The High Court has set aside judgment in default of defence in a £3m personal injury claim because, although the court was “unaware” of it, a defence had been served before the judgment.
Master McCloud said the court system should “know the state of its own files”, but if in this case the court had known a defence had been filed, it was “very doubtful” that judgment in default would have been entered.
“It does not seem to me that there is a duty on a claimant constantly to monitor the court’s own files so as to ensure that when a request for judgment in default eventually reaches the master, on some unknown date depending on the state of delays in the court administration, the court has the most up-to-date filing information.
“The court system ought to be taken to know the state of its own files, albeit that until the very recent advent of electronic filling in the Queen’s Bench Division thanks to the sterling work of the senior judiciary, such was seldom in fact the case in reality. One hopes that will now be a thing of the past.”
Leaving aside the administrative confusion, Master McCloud said the case involved a procedural decision of “some significance”, given that both sides agreed that issues of interpretation arose regarding parts 12 and 13 of the CPR.
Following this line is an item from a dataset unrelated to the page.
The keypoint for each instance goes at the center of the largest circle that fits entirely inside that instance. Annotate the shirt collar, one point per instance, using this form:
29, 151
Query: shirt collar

She said her judgment in Clements Smith v Berryman Lace Mawer  EWHC 1904 (QB)  was “virtually bound to be appealed” and so granted the claimant permission to appeal to “pre-empt” this.
Although the facts of the case appeared to be “unique and arguably not directly covered by binding authority”, the situation had been “carefully considered” by a previous court on an obiter basis.
She said Andrew Baker J had set out three possible interpretations of CPR 12.3, 13.2 and 13.3 in Cunico Marketing v Daskalakis, applying them to acknowledgments of service rather than the filing of defences.
The first was that CPR 12.3(1) only allowed the court to grant default judgment “where, at the time of judgment, there is no acknowledgment of service and the time for acknowledging service has expired”.
The second was that courts could only grant default judgments so long as “at the time the request or application for default judgment is filed”, there was no acknowledgment of service and the time for acknowledging service had expired.
The third interpretation allowed the court to grant judgment in default where a “timely acknowledgment of service was not filed, irrespective of any acknowledgment of service later filed”.
In the case before her, Master McCloud said the question was how the CPR applied where the defence had been filed after expiry of the time limit but before the default judgment was entered.
She ruled, following Andrew Baker J, that the first interpretation should prevail, meaning that in this case the court did not have jurisdiction to enter a default judgment, which must now be set aside.
The master ruled on an additional point, that if she had set aside the judgment on discretionary grounds, an application for relief from sanctions would not be required from the defendant and the Denton criteria and rule 3.9 would not have to be considered.
Master McCloud added that, after supplying a draft of her judgment to counsel, she was informed by a Queens Bench master who sits on the Civil Procedure Rule Committee (CPRC), that changes to rule 12 had been approved and would come into effect in October 2019, which would have the same effect as her judgment.
“However on further research and after contacting the CPRC, I understand that no statutory instrument has been passed containing such a rule change and that the proper approach in the view of the CPRC is that one should in those circumstances proceed without any assumption that such a rule change will take place at all.”